Pero, la decisión de poner fin a los días no reviste dignidad por tratarse de líderes o presidentes, sino, más bien, por la cuestión que motiva dicha sentencia. Los hombres dignos están en todas partes y en diversas áreas. Hay de ellos en todos los tiempos.

Un caso muy interesante y peculiar es el de Eduardo Chibás en Cuba. En palabras de la socióloga e historiadora Chilena, Marta Harnecker, cuando al referirse al partido ortodoxo cubano dice: La popularidad del Partido del Pueblo Cubano se debía fundamentalmente al carisma extraordinario de su líder: Eduardo Chibás. Este se había empezado a destacar en la luchas universitarias de los años 20, y, en los enfrentamientos contra las dictaduras de los años siguientes.

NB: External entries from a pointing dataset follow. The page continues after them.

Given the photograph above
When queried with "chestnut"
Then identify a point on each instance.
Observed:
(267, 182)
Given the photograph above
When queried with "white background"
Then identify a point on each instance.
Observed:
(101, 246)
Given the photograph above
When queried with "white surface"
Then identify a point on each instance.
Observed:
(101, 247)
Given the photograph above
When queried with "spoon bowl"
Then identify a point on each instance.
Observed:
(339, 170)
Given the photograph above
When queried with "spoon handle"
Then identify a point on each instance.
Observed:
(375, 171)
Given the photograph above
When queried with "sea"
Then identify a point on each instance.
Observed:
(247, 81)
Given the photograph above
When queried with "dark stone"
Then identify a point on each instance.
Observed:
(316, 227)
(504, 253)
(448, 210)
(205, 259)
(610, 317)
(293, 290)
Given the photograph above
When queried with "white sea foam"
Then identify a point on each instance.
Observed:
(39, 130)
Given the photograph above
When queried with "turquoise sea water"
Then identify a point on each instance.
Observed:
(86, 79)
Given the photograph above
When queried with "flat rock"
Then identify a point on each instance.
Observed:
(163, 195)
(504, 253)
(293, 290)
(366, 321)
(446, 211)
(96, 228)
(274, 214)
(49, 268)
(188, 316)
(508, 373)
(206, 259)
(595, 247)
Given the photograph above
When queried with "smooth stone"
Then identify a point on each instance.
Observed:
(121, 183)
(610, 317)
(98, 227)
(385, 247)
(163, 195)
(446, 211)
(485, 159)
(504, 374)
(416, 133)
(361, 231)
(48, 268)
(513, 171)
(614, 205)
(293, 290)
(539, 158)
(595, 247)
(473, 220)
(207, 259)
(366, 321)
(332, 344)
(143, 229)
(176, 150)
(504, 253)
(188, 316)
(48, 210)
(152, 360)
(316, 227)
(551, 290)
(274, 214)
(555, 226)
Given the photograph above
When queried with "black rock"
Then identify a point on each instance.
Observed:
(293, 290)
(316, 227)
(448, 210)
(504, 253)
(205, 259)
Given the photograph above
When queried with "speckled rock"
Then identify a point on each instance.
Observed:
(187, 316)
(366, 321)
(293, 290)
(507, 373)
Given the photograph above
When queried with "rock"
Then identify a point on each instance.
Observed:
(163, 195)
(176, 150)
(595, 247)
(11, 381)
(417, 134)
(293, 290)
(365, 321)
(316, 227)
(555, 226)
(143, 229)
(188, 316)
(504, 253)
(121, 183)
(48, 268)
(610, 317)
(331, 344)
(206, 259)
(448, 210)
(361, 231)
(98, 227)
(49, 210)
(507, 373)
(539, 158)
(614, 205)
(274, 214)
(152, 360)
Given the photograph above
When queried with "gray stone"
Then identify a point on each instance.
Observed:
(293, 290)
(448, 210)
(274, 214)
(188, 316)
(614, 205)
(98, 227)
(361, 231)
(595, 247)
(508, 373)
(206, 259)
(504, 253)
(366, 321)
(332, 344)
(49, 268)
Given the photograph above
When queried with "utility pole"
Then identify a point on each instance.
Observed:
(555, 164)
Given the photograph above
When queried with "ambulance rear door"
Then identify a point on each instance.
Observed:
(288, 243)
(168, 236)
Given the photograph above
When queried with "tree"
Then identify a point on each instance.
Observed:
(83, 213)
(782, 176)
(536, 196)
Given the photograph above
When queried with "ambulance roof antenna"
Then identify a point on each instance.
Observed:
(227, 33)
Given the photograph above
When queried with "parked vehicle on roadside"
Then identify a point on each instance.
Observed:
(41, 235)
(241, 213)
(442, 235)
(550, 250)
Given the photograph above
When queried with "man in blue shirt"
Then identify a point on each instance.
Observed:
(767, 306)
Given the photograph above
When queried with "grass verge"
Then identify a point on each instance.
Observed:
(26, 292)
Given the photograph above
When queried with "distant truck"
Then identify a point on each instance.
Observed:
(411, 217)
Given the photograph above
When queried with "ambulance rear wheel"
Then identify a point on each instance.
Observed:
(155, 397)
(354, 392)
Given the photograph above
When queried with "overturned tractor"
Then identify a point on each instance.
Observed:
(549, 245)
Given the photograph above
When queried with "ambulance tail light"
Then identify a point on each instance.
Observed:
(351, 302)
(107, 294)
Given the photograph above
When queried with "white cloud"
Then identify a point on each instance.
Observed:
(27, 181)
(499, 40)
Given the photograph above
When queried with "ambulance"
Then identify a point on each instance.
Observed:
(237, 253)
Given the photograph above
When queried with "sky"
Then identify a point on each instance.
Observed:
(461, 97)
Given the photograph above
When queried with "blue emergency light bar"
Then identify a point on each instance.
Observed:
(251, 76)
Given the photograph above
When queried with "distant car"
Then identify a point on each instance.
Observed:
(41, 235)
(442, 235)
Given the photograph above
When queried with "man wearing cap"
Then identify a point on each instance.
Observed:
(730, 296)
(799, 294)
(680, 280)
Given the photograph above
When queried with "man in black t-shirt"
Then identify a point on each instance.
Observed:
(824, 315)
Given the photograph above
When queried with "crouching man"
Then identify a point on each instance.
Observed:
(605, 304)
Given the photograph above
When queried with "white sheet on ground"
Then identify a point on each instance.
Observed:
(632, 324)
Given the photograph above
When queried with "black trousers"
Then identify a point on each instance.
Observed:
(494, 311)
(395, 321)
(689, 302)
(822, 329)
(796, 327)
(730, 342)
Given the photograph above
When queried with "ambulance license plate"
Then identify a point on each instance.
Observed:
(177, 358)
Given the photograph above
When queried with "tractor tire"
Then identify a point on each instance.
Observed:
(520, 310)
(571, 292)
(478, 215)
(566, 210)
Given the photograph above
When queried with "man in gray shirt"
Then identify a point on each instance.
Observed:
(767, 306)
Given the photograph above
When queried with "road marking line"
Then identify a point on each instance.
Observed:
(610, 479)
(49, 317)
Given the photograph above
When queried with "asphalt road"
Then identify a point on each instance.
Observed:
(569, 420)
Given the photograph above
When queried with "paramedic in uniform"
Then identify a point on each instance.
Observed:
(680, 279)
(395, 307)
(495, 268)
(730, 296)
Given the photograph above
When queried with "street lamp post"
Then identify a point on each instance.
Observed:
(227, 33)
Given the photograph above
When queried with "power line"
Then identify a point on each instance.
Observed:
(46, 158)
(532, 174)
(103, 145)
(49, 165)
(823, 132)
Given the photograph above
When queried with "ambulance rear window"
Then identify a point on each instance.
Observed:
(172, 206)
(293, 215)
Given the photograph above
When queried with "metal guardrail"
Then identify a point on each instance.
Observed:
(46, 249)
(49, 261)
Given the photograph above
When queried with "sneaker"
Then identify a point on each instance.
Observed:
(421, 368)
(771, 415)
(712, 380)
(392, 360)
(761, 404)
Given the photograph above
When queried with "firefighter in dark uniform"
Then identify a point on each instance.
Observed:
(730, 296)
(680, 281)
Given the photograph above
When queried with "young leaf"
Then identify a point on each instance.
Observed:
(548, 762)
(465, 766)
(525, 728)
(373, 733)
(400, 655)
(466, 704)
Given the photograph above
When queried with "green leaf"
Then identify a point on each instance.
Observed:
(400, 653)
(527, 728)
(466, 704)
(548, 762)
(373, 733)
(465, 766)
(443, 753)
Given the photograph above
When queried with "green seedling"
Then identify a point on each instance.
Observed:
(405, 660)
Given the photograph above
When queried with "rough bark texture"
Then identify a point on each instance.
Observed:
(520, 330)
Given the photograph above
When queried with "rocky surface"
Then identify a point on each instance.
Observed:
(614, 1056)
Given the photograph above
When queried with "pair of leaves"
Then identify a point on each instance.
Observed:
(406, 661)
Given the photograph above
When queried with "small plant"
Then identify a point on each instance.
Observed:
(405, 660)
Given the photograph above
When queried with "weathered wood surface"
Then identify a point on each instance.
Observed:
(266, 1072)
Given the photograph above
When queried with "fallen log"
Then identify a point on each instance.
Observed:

Era un fogoso polemista, encabezaba el movimiento de recuperación cívica y moral de gran arraigo entre las masas.

Pero, ¿qué ocurrió?, Chibás, como fogoso polemista y apasionado moralista, en sus denuncias dominicales de corrupción a través de su programa radial en el año 1950, había lanzado una acusación directa al Ministro de Educación sobre supuestas sustracciones ilícitas del presupuesto correspondiente a esa dependencia del gobierno. Sin embargo, no pudo aportar las pruebas de sus alegatos. En consecuencia, se vió inmerso en una profunda depresión, pues, en su dilatada carrera pública se le conocía como un hombre impoluto y éticamente correcto.

Le habían tendido una trampa. Le prometieron unos documentos que probarían tales acusaciones y nunca le fueron entregados. Su nombre había sido expuesto a una vergüenza nacional. Chibás, compareció por última vez a su programa radial explicando la trama y, estando al aire, se pegó un balazo.

Su ejemplo de decoro, honradez y dignidad ha sido tan trascendental que impactó en la vida de las generaciones revolucionarias que le sobrevivieron, tanto así, que uno de los principales cautivados por su liderazgo e impronta fue, nada mas y nada menos que: Fidel Castro, máximo líder de la revolución cubana de 1959.

Lo cierto es que la supremacía de la dignidad en este contexto traspasa la política, inclusive la realidad y llega al plano surrealista y hasta onírico de la existencia. Esto así, por ejemplo, en la ficción a través de películas como: Esencia de Mujer, protagonizada por Al Pacino.

El laureado actor interpreta al Coronel Slade quien, manobreando con granadas causó muertes y heridas a compañeros de armas y, al mismo tiempo, perdió la vista. Su carrera había terminado de forma bochornosa. En lo adelante, se vió sumergido en el alcohol y la tristeza que le suponía el trágico suceso, recordado diariamente por su imposibilidad de ver.

En uno de sus momentos más álgidos decide finalizar su estadía en la tierra y es encontrado por Charlie, su cuidador, quien impide al instante que el Coronel se disparase en la cabeza. En un acalorado forcejeo, Charlie, le dice más o menos lo siguiente: ¿Eso es lo que quiere hacer con su vida? ¡Adelante! Y Slade exclamó: ¿Qué vida? ¡Yo no tengo vida! ¡Vivo en la oscuridad!

La firmeza de Charlie lo desconcertó y le inquirió una razón para no hacerlo. Charlie le dio dos: Usted baila tango y maneja Ferrari mejor que nadie que jamás haya visto.

Finalmente, ahí está lo que pretendemos evidenciar y es que, la salida que los hombres dignos le dan a verse expuestos a la vergüenza, al escarnio y a cualquier miseria humana, es la de poner fin a su vida. Sin embargo, lo interesante de vivir se encuentra en las cosas simples que aún ciego pudo hacer el Coronel y que, quizás, por la realidad de sus circunstancias políticas los personajes anteriores no pudieron ver y optaron por ese final.

En todo caso, la simpleza de la dignidad fue en la ficción. En la realidad es mucho más complejo. Incluso, más de lo que hemos podido expresar en esta entrega.